Canal 22 deja ver ya las concesiones a una política errática que afecta a la programación, al personal y a la calidad. Lo que en un principio fueron reclamos por la baja en el presupuesto se ha transformado en una batalla por la línea editorial.
Esos indicios son, primero: desaparecen programas informativos, otros reducen su tiempo, algunos más se repiten por no conseguir una nueva temporada.
Segundo: en el noticiario aparecen con frecuencia notas políticas en defensa del gobierno que poco tienen que ver con el perfil cultural establecido en sus orígenes por el 22. Veladamente aparecen vetos a temas controvertidos.
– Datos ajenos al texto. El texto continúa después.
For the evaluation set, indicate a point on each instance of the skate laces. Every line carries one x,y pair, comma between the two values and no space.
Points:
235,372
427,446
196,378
En junio hay sólo una breve mención al despido de Carmen Aristegui, sin seguimiento, ni invitados, ni comentario alguno.
Tercero: Noticias 22 ha perdido a su conductor estelar, Huemantzin Rodríguez, quien compartió con Laura Barrera la emisión desde hace muchos años. Hizo transmisiones en vivo desde Guanajuato cuando los cervantinos, incluso fue encargado de programas especiales. Reportero, entrevistador, periodista de larga trayectoria en Canal 22.
Cuarto: la Lotería Nacional inunda de anuncios los programas. En un atentado en contra del televidente, aparece el logo casi en un octavo de la pantalla y ahí se queda por varios segundos, mientras transcurre el programa. En los cortes junto a la propaganda del gobierno federal, del Congreso y del Ejército, más anuncios de la Lotería, demasiados anuncios.
Quinto: dentro del noticiario aparece a cuadro Omar Cepeda para hacer propaganda a favor de la reforma educativa. Muy formal, de traje, con un discurso que destila oficialismo, contrasta (mal) con el resto de los integrantes.
Estos indicios tenían un fondo: había que cambiar la línea programática de un Canal que cumplió al aire 22 años y cuyo perfil se había consolidado gracias al trabajo de un equipo interesado en la pluralidad y la crítica, empeñado en no defraudar a la audiencia dándole propaganda por noticias, un mal entretenimiento por cultura.
Atrás de las cámaras se gestaba la confrontación que al fin estalló en agosto pasado. La censura no habría de pasar sin protestas. La respuesta ha sido el despido de 20 personas, casi todas del área informativa, por parte de la dirección del Canal. Y la denuncia de los trabajadores afectados en conferencias de prensa y cartas abiertas sobre malos manejos, favoritismo y uso discrecional del subsidio. Ese presupuesto insuficiente que el director esgrime como el origen de todos los males.